Erhan Afyoncu’nun, Fatih Sultan Mehmed’in ve İstanbul’un Fethi’nin bilinmeyen yönlerini anlattığı kitabı Truva’nın İntikamı’nda Surlara bayrağı diken kahramanın Ulubatlı Hasan değil, başka birisi olduğunu iddia ediyordu.
İşte Erhan Afyoncu’nun filmin hataları arasında göstermediği ama kendi kitabında ismini zikretiği kahramanla ilgili bölüm:
İSTANBUL SURLARINA İLK BAYRAĞI ULUBATLI HASAN DEĞİL BALABAN ÇAVUŞ DİKTİ
‘Fetih 1453’ filmi Ulubatlı Hasan üzerine kurulmuş. Ancak Erhan Afyoncu’nun Truva’nın İntikamı isimli kitabında (Yeditepe Yayınları, s. 86-90) Ulubatlı Hasan’ın olmadığı, surlara ilk bayrağı dikenin Balaban Çavuş olduğu anlatılıyor.
İstanbul surlarına ilk bayrağı dikenin Ulubatlı Hasan olduğu kabul edilir ve onun surlara tırmanışı, bayrağı dikişi tarih kitaplarında bir destan havasında anlatılır.

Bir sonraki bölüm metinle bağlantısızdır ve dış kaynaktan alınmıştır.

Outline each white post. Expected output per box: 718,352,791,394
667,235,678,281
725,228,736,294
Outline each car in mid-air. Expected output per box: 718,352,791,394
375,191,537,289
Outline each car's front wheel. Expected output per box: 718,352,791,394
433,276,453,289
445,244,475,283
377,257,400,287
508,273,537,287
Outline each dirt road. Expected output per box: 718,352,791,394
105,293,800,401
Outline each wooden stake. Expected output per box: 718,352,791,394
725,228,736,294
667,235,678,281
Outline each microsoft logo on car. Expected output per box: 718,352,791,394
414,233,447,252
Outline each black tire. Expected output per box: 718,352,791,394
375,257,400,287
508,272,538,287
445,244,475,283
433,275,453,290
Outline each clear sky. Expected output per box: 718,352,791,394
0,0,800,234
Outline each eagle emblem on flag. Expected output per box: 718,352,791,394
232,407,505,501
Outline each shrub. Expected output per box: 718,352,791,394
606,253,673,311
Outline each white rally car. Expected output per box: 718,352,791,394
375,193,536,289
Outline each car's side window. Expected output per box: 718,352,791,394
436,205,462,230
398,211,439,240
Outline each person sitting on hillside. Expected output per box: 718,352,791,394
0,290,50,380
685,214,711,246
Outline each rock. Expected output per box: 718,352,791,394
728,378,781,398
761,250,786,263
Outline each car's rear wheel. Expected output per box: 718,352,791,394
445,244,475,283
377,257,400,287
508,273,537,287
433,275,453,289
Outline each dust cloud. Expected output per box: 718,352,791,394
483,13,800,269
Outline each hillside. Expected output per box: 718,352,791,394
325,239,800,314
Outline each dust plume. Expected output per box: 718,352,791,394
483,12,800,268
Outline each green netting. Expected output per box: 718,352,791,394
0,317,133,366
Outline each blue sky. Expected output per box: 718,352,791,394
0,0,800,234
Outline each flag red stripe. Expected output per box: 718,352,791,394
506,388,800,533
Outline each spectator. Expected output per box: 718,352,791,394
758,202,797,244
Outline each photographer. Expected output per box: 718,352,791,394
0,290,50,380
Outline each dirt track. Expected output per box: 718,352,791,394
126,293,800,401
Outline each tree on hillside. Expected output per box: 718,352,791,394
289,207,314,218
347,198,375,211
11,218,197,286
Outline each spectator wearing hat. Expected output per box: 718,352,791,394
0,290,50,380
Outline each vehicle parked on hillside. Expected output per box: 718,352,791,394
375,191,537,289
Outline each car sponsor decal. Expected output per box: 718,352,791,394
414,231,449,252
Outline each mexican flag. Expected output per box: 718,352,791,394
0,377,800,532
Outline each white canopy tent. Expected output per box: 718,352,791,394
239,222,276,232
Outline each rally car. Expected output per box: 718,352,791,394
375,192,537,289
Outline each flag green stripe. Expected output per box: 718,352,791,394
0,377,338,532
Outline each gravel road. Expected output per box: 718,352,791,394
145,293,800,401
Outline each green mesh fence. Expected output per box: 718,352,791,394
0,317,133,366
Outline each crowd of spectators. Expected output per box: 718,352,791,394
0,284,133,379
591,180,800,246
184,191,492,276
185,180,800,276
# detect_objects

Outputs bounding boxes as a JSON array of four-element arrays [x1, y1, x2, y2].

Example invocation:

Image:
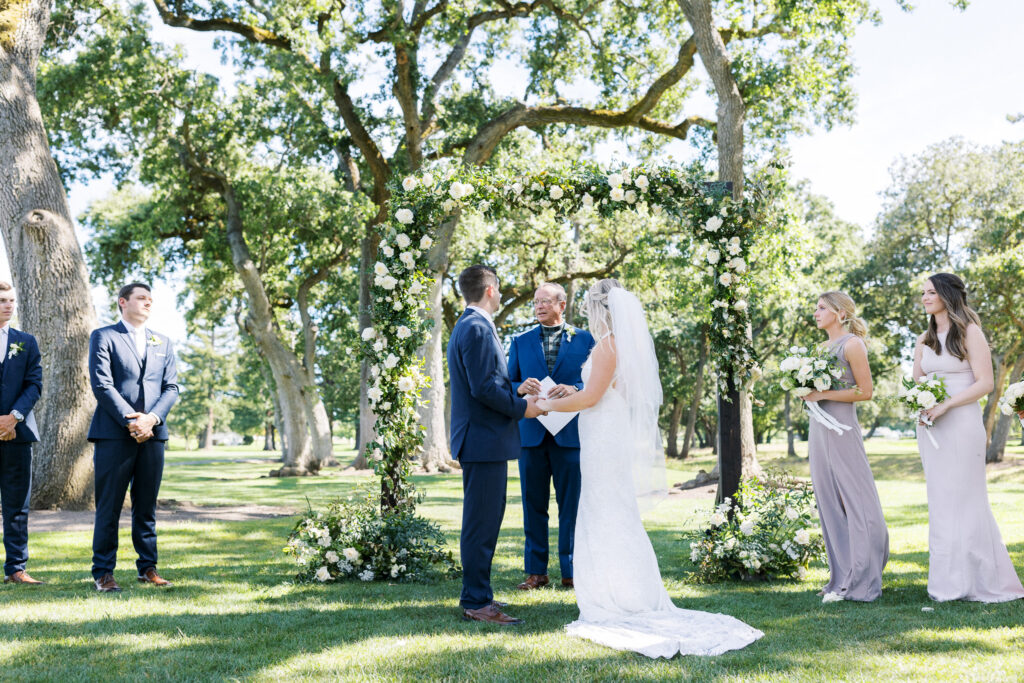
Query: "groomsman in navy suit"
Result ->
[[509, 283, 594, 591], [0, 282, 44, 584], [447, 265, 541, 626], [89, 283, 178, 593]]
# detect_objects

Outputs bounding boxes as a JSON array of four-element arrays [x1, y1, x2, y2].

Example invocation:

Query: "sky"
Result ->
[[0, 0, 1024, 341]]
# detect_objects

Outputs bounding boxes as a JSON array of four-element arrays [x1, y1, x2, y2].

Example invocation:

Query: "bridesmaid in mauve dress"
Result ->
[[913, 272, 1024, 602], [804, 292, 889, 602]]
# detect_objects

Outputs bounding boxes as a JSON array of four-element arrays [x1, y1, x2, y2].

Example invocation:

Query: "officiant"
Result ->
[[509, 283, 594, 591]]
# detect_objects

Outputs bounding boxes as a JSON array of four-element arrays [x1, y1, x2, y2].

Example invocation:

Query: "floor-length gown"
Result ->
[[566, 360, 764, 657], [807, 334, 889, 602], [918, 332, 1024, 602]]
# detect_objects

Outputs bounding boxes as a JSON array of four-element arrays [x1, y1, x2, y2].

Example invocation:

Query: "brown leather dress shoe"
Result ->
[[94, 573, 121, 593], [462, 603, 522, 626], [3, 571, 46, 586], [138, 567, 171, 588], [516, 573, 551, 591]]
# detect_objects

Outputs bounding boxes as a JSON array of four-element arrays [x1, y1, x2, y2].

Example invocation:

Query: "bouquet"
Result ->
[[999, 377, 1024, 427], [778, 346, 852, 434], [897, 376, 949, 449]]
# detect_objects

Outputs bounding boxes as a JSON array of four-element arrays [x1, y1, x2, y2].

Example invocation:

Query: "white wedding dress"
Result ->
[[566, 356, 764, 657]]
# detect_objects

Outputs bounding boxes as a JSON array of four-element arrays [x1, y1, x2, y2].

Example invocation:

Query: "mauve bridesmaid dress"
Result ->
[[918, 332, 1024, 602]]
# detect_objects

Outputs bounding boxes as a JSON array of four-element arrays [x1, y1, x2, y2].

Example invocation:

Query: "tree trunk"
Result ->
[[782, 391, 797, 458], [420, 270, 459, 472], [0, 0, 97, 510], [677, 0, 761, 499], [665, 396, 683, 458], [683, 326, 708, 460]]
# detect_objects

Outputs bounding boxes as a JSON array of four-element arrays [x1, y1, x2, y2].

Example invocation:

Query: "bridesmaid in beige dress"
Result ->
[[804, 292, 889, 602], [913, 272, 1024, 602]]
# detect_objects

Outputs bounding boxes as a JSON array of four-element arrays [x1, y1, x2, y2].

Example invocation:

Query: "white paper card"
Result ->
[[537, 377, 580, 436]]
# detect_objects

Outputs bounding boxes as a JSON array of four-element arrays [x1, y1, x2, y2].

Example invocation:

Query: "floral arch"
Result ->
[[361, 166, 766, 509]]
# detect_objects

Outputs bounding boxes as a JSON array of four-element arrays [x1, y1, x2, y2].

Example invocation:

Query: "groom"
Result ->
[[509, 283, 594, 591], [89, 283, 178, 593], [447, 265, 541, 626]]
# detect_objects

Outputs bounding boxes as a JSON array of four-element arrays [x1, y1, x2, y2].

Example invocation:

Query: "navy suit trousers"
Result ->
[[0, 442, 32, 577], [519, 433, 580, 579], [459, 460, 509, 609], [92, 439, 166, 579]]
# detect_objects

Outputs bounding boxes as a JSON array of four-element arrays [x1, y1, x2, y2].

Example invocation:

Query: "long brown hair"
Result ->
[[925, 272, 981, 360]]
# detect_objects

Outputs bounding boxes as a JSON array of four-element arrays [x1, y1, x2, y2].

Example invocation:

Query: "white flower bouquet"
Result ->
[[896, 376, 949, 449], [690, 473, 824, 583], [998, 377, 1024, 427], [778, 346, 852, 434]]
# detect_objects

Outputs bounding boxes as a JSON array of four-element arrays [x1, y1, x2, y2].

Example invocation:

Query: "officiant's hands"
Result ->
[[523, 396, 548, 418], [515, 377, 541, 396]]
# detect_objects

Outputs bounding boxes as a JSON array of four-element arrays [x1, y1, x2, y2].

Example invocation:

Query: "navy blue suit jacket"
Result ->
[[89, 323, 178, 441], [0, 328, 43, 443], [447, 308, 526, 463], [509, 325, 594, 449]]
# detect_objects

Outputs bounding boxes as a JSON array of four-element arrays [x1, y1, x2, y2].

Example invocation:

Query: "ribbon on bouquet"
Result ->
[[804, 400, 853, 434], [918, 413, 939, 449]]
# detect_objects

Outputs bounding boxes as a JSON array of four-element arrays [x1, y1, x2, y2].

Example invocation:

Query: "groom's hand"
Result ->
[[515, 377, 541, 396], [522, 396, 547, 418]]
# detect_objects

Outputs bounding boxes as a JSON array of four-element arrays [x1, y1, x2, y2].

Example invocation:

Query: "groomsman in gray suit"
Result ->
[[0, 282, 43, 585], [89, 283, 178, 593]]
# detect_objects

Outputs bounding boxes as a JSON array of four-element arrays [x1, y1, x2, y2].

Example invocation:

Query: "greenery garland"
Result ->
[[361, 166, 767, 509]]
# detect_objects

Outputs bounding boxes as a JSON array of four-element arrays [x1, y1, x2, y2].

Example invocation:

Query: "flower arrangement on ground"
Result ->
[[896, 376, 949, 449], [285, 497, 459, 583], [690, 472, 824, 583]]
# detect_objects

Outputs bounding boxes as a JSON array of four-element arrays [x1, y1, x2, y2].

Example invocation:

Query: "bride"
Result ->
[[538, 280, 764, 657]]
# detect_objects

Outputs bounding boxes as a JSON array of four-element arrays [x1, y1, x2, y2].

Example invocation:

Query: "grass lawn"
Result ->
[[6, 440, 1024, 681]]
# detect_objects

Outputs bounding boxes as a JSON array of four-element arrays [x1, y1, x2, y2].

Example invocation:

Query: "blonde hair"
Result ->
[[587, 278, 623, 341], [818, 290, 867, 339]]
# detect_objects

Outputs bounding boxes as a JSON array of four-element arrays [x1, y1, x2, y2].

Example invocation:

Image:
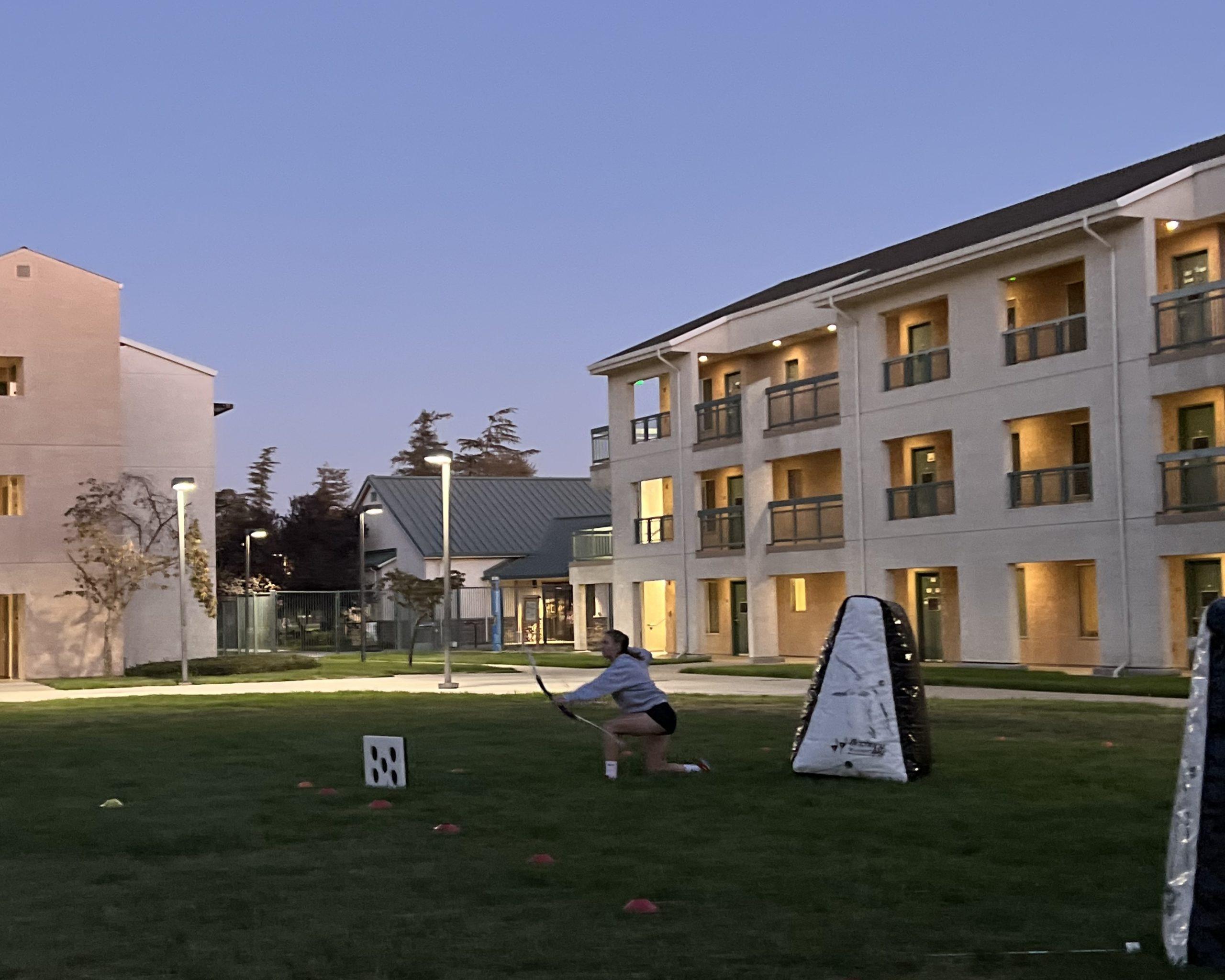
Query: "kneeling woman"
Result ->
[[554, 630, 711, 779]]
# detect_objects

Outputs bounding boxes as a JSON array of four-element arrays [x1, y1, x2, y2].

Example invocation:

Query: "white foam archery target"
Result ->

Bu hadisenin kaynağı İstanbul’un fethi sırasında, bizzat orada bulunan Bizanslı tarihçi Francis’tir. Francis bu sahneyi şu şekilde anlatır; “… İşte o sıralarda Hasan adlı bir yeniçeri (memleketi Ulubat olup, koca bir vücuda sahipti), sol eli ile başının üstüne kalkanı tutup, sağ eli ile kılıcını çekti ve bizimkilerin şaşkınlık içinde geri çekildikleri o bölgede surun tepesine doğru atıldı. Onunla aynı cesareti göstermek isteyen otuz kadar diğeri de kendisini takip etti. Bizimkilerden hâlâ surlarda kalanlar ise, üzerlerine kayaları yuvarlıyorlardı ve onlardan on sekizini aşağı yuvarladılar. Ne var ki, Hasan kendisine özgü şiddeti ile surun üstüne çıkmayı ve bizimkileri kaçırmayı başardı. Bu başarı ile birlikte diğerleri de onu takip ederek surlara tırmanma fırsatını buldular. Bizimkiler, sayılarının pek az olması nedeni ile sura tırmananlara mani olamadılar; düşmanın sayısı fazla idi; buna rağmen yukarıya çıkanlara saldırdılar ve onlardan birçoğunu öldürdüler. Bu savaş sırasında bir taş Hasan’a isabet etti ve onu yere yıktı. Kendisini yere yıkılmış görünce, bizimkiler de üstüne her taraftan taş fırlatmaya başladılar. O ise dizleri üstüne kalkmış kendini savunmaya çalışıyordu; ancak almış olduğu pek çok yaradan sağ kolu işlemez oldu ve oklarla kaplandı. Pek çok kişi daha öldü.”-
Ancak bu bilgi Francis’in eserinin orijinalinde yoktur. Sahte Francis olarak anılan ve daha sonraki tarihlerde Francis’in eserine geniş ilaveler yapan Melissinos’un yazdığı kitapta yer almaktadır.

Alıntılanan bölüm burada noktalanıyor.